オンリーローズ(デス種/ラクスとミーア)。
2005年05月21日(土)

 光を浴びた少女は笑んで告げたのだ。








「ごきげんよう、ラクス・クライン」
 微笑んだ唇、豊かな桃色の髪、肌理細かな白い肌、まだ年若い少女。彼女はやってきたラクスに、何ら臆することなくそう言った。
 瓜二つ。そんな言葉がラクスの脳裏によみがえる。
 彼女は何という名であったのか。その自分とよく似た顔を見つめながら、ラクスは考えた。
「…はじめまして」
 ミーア・キャンベル。
 一歩もたじろがず、ラクスはその姿に向かってその名を呼んだ。
「あたり」
 にこりと、桃色の髪の少女が笑う。淡いブルーの瞳。
 廃墟のような舞台。崩れた外壁の前に踵の高い靴で立つミーアの前で、ラクスは羽織っていた裾の長い外套を脱ぐ。ばさりと広がる布地の下に、歌姫の衣装が現れる。
「あら、歌いにいらしたの?」
 後ろで手を組み、ミーアが小首を傾げる。作られた『ラクス・クライン』の仕草。ラクスは目を細めた。
「いいえ、違いますわ」
 中央にある階段に、一つ足を乗せる。
「あなたにお会いしたくて、参りました」
 かつりとラクスの足元で音が鳴る。一段上るごとにその音は劇場の中に響いたが、ミーアは一歩も動かずにラクスを迎えた。

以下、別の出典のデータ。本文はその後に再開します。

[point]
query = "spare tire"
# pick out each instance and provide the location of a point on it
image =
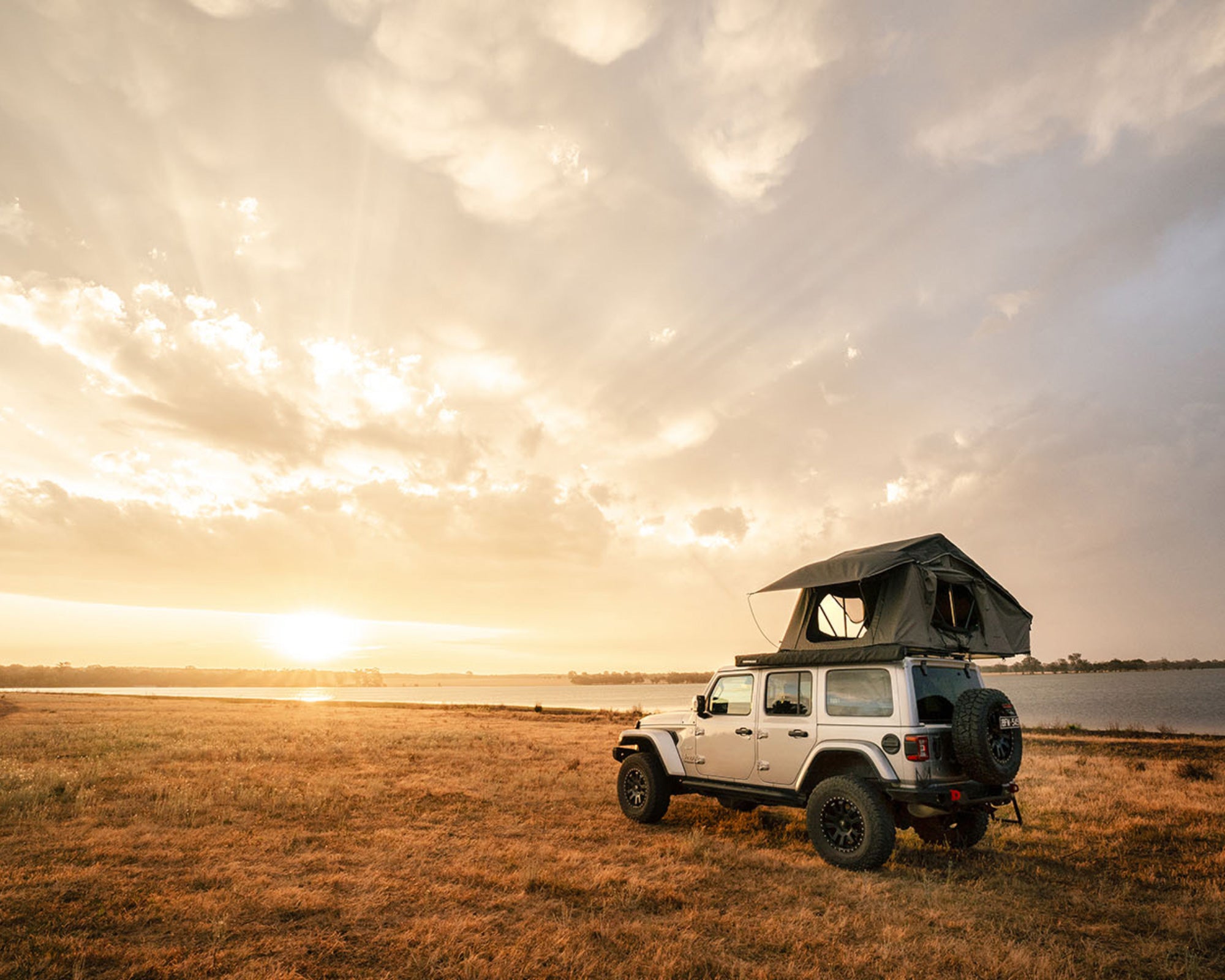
(987, 736)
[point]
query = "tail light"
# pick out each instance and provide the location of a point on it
(918, 749)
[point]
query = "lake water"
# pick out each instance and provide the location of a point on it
(1189, 701)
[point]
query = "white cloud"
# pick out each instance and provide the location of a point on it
(80, 319)
(601, 31)
(1006, 308)
(356, 383)
(742, 92)
(1163, 78)
(236, 9)
(431, 96)
(14, 222)
(232, 334)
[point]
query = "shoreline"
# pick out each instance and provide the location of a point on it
(1070, 733)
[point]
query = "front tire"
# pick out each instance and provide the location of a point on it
(961, 831)
(850, 824)
(643, 788)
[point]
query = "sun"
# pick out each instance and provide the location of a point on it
(313, 639)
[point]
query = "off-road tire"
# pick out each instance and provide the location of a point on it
(643, 788)
(961, 831)
(987, 754)
(850, 824)
(738, 807)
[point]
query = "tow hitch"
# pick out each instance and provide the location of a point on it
(1016, 809)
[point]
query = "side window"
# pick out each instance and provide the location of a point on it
(859, 694)
(790, 694)
(733, 695)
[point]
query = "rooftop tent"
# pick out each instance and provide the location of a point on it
(881, 603)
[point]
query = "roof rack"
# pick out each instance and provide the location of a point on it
(880, 654)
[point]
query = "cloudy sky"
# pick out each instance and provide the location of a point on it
(535, 336)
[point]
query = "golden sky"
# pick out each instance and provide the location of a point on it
(535, 336)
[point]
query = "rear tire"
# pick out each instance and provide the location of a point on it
(850, 824)
(961, 831)
(643, 788)
(988, 754)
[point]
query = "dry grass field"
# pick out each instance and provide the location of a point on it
(159, 839)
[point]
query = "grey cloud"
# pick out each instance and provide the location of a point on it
(1161, 77)
(729, 522)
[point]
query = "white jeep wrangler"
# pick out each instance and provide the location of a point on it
(851, 720)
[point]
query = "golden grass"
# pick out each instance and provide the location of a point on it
(157, 839)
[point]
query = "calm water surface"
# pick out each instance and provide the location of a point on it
(1191, 701)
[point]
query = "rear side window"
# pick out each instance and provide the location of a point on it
(859, 694)
(937, 692)
(790, 694)
(733, 695)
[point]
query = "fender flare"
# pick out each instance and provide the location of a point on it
(645, 741)
(868, 750)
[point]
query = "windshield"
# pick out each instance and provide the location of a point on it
(938, 689)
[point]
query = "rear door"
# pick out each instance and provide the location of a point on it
(787, 726)
(727, 741)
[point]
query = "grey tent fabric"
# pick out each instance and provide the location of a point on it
(900, 585)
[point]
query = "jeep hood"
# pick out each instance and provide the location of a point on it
(666, 720)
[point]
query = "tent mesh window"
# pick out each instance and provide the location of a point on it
(841, 613)
(956, 608)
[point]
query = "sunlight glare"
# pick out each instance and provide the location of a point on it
(313, 639)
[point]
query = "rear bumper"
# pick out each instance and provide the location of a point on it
(951, 796)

「ラクス・クラインが二人。あなたはそう思いますか? ミーア・キャンベル」
「…おかしいことを言うのね。二人と言いながら、なぜあたしをミーアと呼ぶの?」
 対峙する二人の少女の周囲で、かすかな埃が舞った。
 微笑むミーアに、ラクスは気味の悪さは感じなかった。彼女は堂々と『ラクス・クライン』を演じている。そのことに一片の罪悪感も見当たらない。

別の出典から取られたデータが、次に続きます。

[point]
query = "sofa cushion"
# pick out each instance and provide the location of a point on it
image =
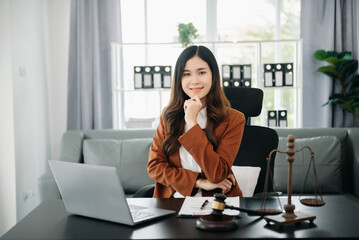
(129, 156)
(327, 157)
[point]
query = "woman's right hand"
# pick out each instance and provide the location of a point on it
(225, 185)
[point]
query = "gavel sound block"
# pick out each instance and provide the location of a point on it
(217, 221)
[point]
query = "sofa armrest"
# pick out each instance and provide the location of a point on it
(47, 186)
(353, 142)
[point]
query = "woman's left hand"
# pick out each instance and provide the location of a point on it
(191, 109)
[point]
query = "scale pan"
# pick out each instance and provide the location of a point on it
(268, 211)
(312, 202)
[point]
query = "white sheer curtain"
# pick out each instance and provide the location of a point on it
(94, 25)
(329, 25)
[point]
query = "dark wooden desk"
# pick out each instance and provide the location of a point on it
(339, 218)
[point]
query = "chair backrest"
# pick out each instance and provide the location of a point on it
(247, 100)
(257, 141)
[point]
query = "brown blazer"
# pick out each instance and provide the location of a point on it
(215, 165)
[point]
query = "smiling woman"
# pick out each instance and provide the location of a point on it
(199, 133)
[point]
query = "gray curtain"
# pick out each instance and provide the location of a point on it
(328, 25)
(94, 25)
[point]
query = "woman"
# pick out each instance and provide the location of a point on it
(199, 134)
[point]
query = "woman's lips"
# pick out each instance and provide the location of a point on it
(196, 89)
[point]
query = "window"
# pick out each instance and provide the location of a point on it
(149, 33)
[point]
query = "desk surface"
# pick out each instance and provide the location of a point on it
(338, 218)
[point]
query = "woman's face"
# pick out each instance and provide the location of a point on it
(196, 78)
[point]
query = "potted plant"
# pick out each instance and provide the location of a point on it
(343, 68)
(187, 32)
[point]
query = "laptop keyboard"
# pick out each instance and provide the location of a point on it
(138, 215)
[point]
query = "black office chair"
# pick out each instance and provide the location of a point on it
(257, 141)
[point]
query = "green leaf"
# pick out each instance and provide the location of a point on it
(347, 68)
(328, 70)
(333, 61)
(355, 79)
(345, 55)
(320, 55)
(332, 54)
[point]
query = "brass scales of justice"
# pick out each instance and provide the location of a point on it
(217, 221)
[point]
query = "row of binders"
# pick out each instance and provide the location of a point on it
(278, 74)
(239, 75)
(152, 77)
(277, 118)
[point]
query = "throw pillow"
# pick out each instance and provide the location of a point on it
(129, 156)
(247, 178)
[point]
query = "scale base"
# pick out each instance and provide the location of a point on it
(216, 223)
(281, 220)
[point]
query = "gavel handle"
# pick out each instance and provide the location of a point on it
(246, 210)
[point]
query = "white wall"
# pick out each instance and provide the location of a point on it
(33, 63)
(7, 143)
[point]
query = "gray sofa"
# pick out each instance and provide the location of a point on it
(336, 157)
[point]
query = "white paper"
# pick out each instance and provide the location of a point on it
(192, 206)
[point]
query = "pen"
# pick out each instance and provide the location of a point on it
(204, 204)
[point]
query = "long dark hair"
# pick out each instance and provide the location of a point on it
(217, 103)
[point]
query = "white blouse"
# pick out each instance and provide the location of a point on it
(187, 160)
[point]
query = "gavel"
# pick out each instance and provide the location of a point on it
(219, 205)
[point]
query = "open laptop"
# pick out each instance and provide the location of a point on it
(96, 191)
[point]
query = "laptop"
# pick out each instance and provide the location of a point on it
(96, 191)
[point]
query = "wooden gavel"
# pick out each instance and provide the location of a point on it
(219, 205)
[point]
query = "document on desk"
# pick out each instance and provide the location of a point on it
(199, 206)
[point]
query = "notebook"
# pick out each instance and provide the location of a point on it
(96, 191)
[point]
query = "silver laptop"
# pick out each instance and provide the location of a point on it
(96, 191)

「あなたが『ラクス・クライン』に成り代わることを求めたのは愚かなことだったのでしょうか」
「答えになっていないわ」
「あなたは、わたくしを好いてはいらっしゃらない。そうお見受けしました」
 糸が切れて幕が落ちるように、ミーアの微笑が消えた。
「そうよ。あたしは、本当はあなたが嫌い」
 白い靴でラクスに近づくと、ミーアはそっと顔を寄せた。
 間近で見据えあう二対の双眸。しんと冷えたその色が、二人の共通点の中で最もよく似ていた。

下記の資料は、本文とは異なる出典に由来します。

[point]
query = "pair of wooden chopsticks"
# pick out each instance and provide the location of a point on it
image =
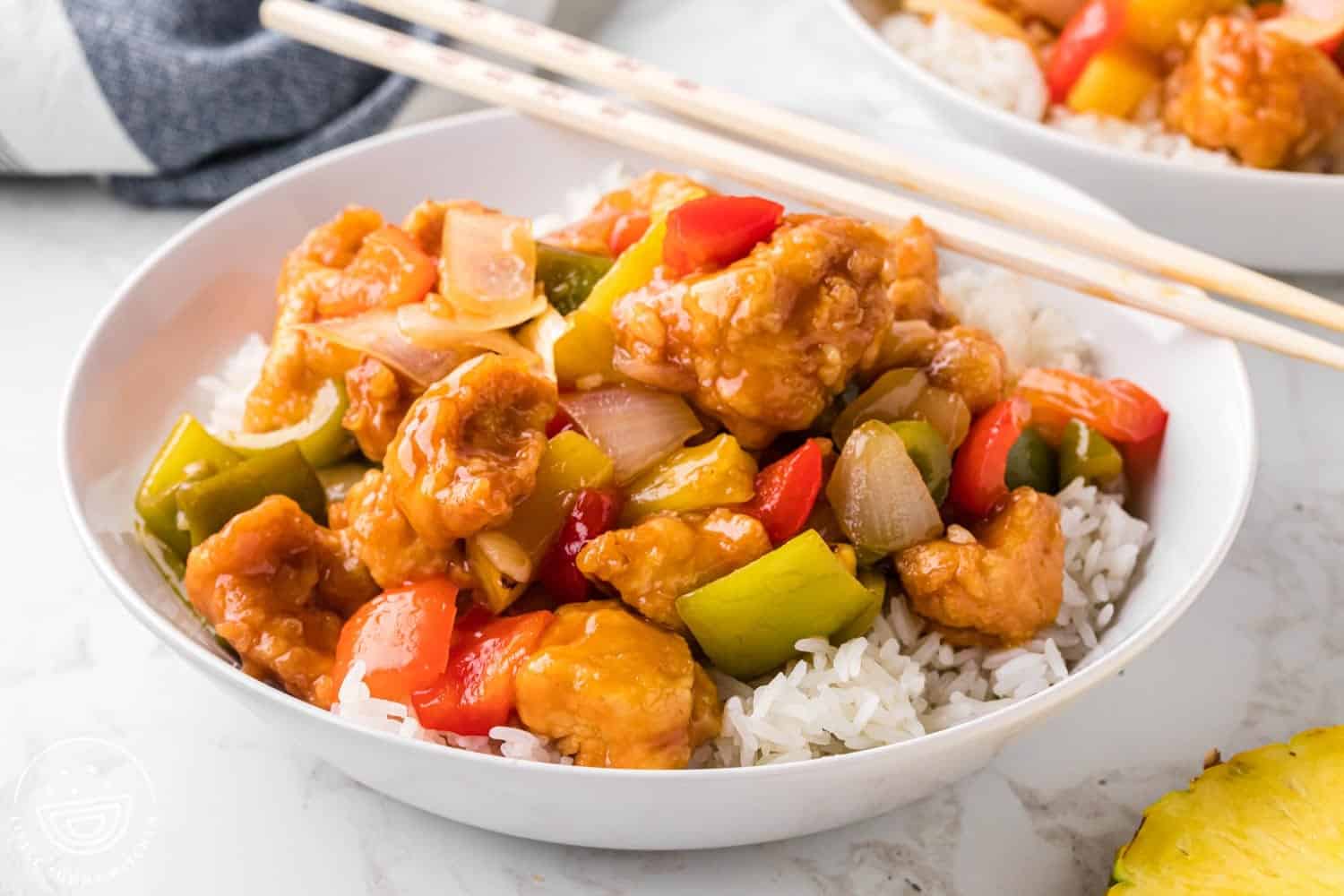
(610, 121)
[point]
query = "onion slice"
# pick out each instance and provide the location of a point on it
(432, 332)
(878, 495)
(633, 426)
(540, 335)
(488, 263)
(378, 335)
(473, 323)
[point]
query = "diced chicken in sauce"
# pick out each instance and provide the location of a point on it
(825, 411)
(626, 209)
(999, 583)
(1266, 99)
(467, 452)
(765, 343)
(378, 402)
(667, 555)
(615, 691)
(277, 587)
(373, 528)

「平和の歌姫、ラクス・クライン。平和の歌しか歌わない、ラクス・クライン。さて、彼女は歌が終わったあと、どこに行ってしまったのでしょう?」
 うたうように、ためすように、少女は少女の顔を見る。
「あたしを生んだのはあなたよ、ラクス・クライン」
 吐息がかかる。それだけの短い距離の中、二人は決して目を逸らさない。
「すべてを終結させようと起ち上がった平和の歌姫。でもあなたはその途中で消えてしまった。戦いさえ終われば本当の平和は来る? ねぇ、あなたはそう信じていた?」
 ミーアの言葉はよどみがない。舞台台詞を読み上げる女優のように、彼女の仕草はすべてが演技がかっていた。
「あなたは最後までプラントの歌姫でいてくれなかった。戦いが終わっても傷を負ったままだったプラントをあなたは見捨てた。そうじゃないの?」
 ラクス・クラインはプラントに戻らなかった。その理由や、彼女が政治権力者とどのような取引をした結果なのか、民衆は知らない。ただ彼女は戻らず、消えたまま。それが事実だった。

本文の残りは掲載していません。